I recently went on my annual family vacation, and this time things were a little different.
First, my boyfriend came with us. I’ve never had someone to bring along before, and he’s never been to the Outer Banks, NC. My family has been going there for at least a decade, nearly every summer. So for us, there really wasn’t anything new. But for him? It was all new.
And this time there was something new for me, too.
Boyfriend wasn’t really interested in most of the usual tourist-y things: climbing lighthouses, visiting the Wright Memorial (he would have wanted to go, but the museum is under construction until fall 2018, so we decided to postpone that one), going to the Roanoke Island Festival Park, etc. Instead, the one thing he wanted to do is something none of us had ever done before. He wanted to go kayaking at night.
Now, we had done some kayaking tours in past years, mostly around the Alligator River (I’ve never seen any alligators, but some of my family has). Those tours were pretty awesome, but we always went early in the day to avoid the summer heat. But to go at night… that was something all of us were afraid to do. So afraid, in fact, that only I would go with boyfriend this time around.
So we signed up for the Maritime Forest Bioluminescence Tour. I dreaded the coming of the night, afraid to be lost in the dark, by myself, in a salt marsh. Who knew what lurked just beyond my sight? How much would I really be able to see?
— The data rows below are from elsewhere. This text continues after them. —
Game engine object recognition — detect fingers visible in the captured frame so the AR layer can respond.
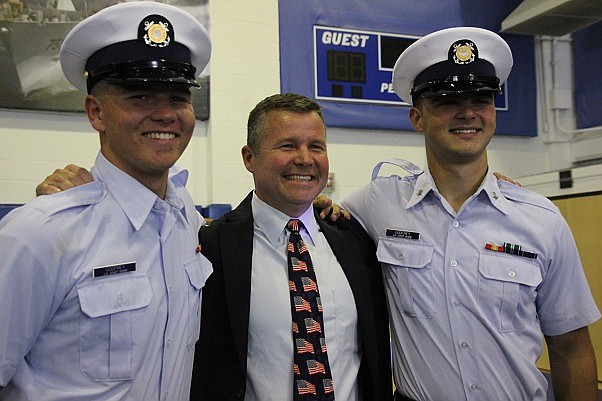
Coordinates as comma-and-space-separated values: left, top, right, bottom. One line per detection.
65, 164, 94, 187
36, 182, 61, 196
36, 164, 94, 196
493, 171, 522, 187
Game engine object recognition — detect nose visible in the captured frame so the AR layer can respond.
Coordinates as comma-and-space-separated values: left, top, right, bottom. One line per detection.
295, 146, 313, 166
456, 101, 477, 119
152, 98, 177, 124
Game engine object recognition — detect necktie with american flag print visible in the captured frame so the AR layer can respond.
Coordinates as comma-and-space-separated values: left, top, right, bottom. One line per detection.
286, 219, 334, 401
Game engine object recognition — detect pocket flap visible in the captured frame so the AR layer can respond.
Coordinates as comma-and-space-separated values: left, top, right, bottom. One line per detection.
77, 276, 153, 318
376, 238, 434, 269
184, 254, 213, 290
479, 253, 542, 287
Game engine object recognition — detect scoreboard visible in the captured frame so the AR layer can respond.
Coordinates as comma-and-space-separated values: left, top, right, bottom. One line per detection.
313, 25, 507, 110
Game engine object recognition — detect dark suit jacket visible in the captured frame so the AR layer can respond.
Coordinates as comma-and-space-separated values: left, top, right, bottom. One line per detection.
190, 193, 392, 401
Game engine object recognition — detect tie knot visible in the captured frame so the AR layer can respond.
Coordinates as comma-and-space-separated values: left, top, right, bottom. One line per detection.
286, 219, 303, 233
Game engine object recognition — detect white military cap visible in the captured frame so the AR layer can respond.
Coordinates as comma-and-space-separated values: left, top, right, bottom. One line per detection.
60, 1, 211, 93
393, 27, 512, 104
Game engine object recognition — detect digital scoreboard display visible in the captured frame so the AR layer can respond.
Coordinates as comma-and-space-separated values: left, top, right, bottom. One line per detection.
313, 25, 507, 110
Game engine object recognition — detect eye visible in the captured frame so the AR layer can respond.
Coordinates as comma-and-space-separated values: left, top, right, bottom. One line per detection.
171, 94, 192, 103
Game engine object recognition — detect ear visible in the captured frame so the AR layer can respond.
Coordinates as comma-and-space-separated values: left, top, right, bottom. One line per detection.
84, 95, 105, 133
240, 145, 255, 173
410, 107, 424, 132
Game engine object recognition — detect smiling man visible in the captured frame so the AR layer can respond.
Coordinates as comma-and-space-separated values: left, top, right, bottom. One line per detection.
191, 94, 392, 401
0, 2, 212, 401
336, 28, 600, 401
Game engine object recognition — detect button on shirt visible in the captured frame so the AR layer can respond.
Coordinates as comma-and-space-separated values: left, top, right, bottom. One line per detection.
0, 153, 212, 401
245, 194, 361, 401
343, 166, 600, 401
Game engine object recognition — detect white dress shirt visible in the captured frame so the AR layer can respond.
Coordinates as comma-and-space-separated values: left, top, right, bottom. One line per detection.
245, 194, 361, 401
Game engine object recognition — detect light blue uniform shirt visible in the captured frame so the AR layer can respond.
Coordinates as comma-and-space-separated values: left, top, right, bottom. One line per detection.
343, 158, 600, 401
0, 153, 212, 401
245, 194, 362, 401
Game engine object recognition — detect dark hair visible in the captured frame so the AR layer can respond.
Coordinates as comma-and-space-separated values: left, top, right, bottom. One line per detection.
247, 93, 326, 154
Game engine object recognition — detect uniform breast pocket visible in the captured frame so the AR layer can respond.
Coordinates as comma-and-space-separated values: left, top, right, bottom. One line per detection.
376, 238, 436, 318
77, 276, 153, 381
184, 253, 213, 346
332, 288, 359, 355
478, 253, 542, 332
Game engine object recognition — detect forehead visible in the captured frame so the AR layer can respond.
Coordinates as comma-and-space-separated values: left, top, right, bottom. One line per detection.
265, 109, 326, 136
109, 82, 190, 93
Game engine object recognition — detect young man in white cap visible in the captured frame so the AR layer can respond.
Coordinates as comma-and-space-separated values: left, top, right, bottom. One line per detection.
0, 2, 212, 401
342, 28, 600, 401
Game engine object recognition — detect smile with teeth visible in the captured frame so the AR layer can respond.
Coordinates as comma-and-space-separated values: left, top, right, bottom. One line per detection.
144, 132, 176, 139
450, 128, 478, 134
286, 174, 311, 181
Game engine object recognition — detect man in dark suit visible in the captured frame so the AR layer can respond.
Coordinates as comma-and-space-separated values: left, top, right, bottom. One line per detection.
191, 94, 392, 401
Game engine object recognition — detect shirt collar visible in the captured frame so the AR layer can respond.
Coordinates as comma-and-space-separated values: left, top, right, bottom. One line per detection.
251, 191, 319, 246
405, 166, 508, 214
92, 152, 188, 230
475, 171, 509, 214
405, 166, 437, 209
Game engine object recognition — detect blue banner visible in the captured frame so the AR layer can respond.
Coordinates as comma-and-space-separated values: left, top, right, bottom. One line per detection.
279, 0, 537, 136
How would I find my way back?
Turned out that a huge storm system rolled in and we were forced to reschedule right as I was starting to get excited about the tour.
So we went the next night to the Bodie Island Bioluminescence Tour. The night was warm and clear, the moon was nowhere to be seen, and even if it was, there wouldn’t be much light as it was in the waning phases. We also found out this was the better of the two tours being offered. It was a perfect night for such a tour.
All we really expected to see were fireflies, but it was so much better than that.
We left the shore into the super calm waters across from the Bodie Island Lighthouse. It was so quiet, and it got even more quiet (and dark) the further we got from the highway. We saw the International Space Station fly by overhead. The stars became clearer and more abundant. We could even see the cloudy light of the Milky Way overhead.
And then something happened that I had never expected to see in my life: bioluminescent plankton began to glow and sparkle with every stroke of the paddles. Every drop to fall from the paddle, every stroke, every hand drawn through the warm water stirred up these plankton.
It was magical.
The guides instructed us to put our hands six inches down and snap our fingers if we couldn’t quite tell, if they just looked like bubbles, but it just became more and more apparent the farther we paddled from shore (and the light pollution). I put my hand in the water, which terrified and exhilarated me at the same time. Around my hand, the plankton were almost a white cloud of light, and the bright blue of their glow grew brighter as they drifted away from me. It truly did look like magic.
All around, fish began jumping in the water. You see, small fish are attracted to the bioluminescence of the plankton, and they pursue it for their dinner. The glow then also attracts larger fish, the ones who were jumping, to go after these small predator fish. So the glow attracts the predators of the plankton’s predators, thereby protecting them. Weird, right? But so cool (I know, I know. But hey, I’m a biologist!). Other than the fact that one of these larger fish jumped out of the water and right into my shoulder! I smelled like fish the rest of the night, and it scared me more than anything else. And now I have a funny story to share!
But, besides sharing this magical experience with you, there is a point to my story.
If we never do something because we are afraid, we miss out on something that could be truly magical. Perhaps this applies to your creative processes, such as writing or drawing. Perhaps it is in sharing what you create. Perhaps it applies to an activity that scares you, like this nighttime excursion scared me.
Sometimes we need to do things that scare us, because those can end up being some of our best experiences. And if we can’t do them alone, we find those people who push us and encourage us.
So this is my learned lesson shared with you: do the things that scare you. And if you are having trouble on your own, find those people to push you past your comfort zone. Let the magic happen.
As for me, I’ll be forever grateful to boyfriend for making me go on this tour. I have beautiful memories with him and of the experience, I have a painting to make of the experience, I have material for my writing, and I have pride in knowing I did something no one else in my family would do.
It was a good night, and I can’t wait to do it again.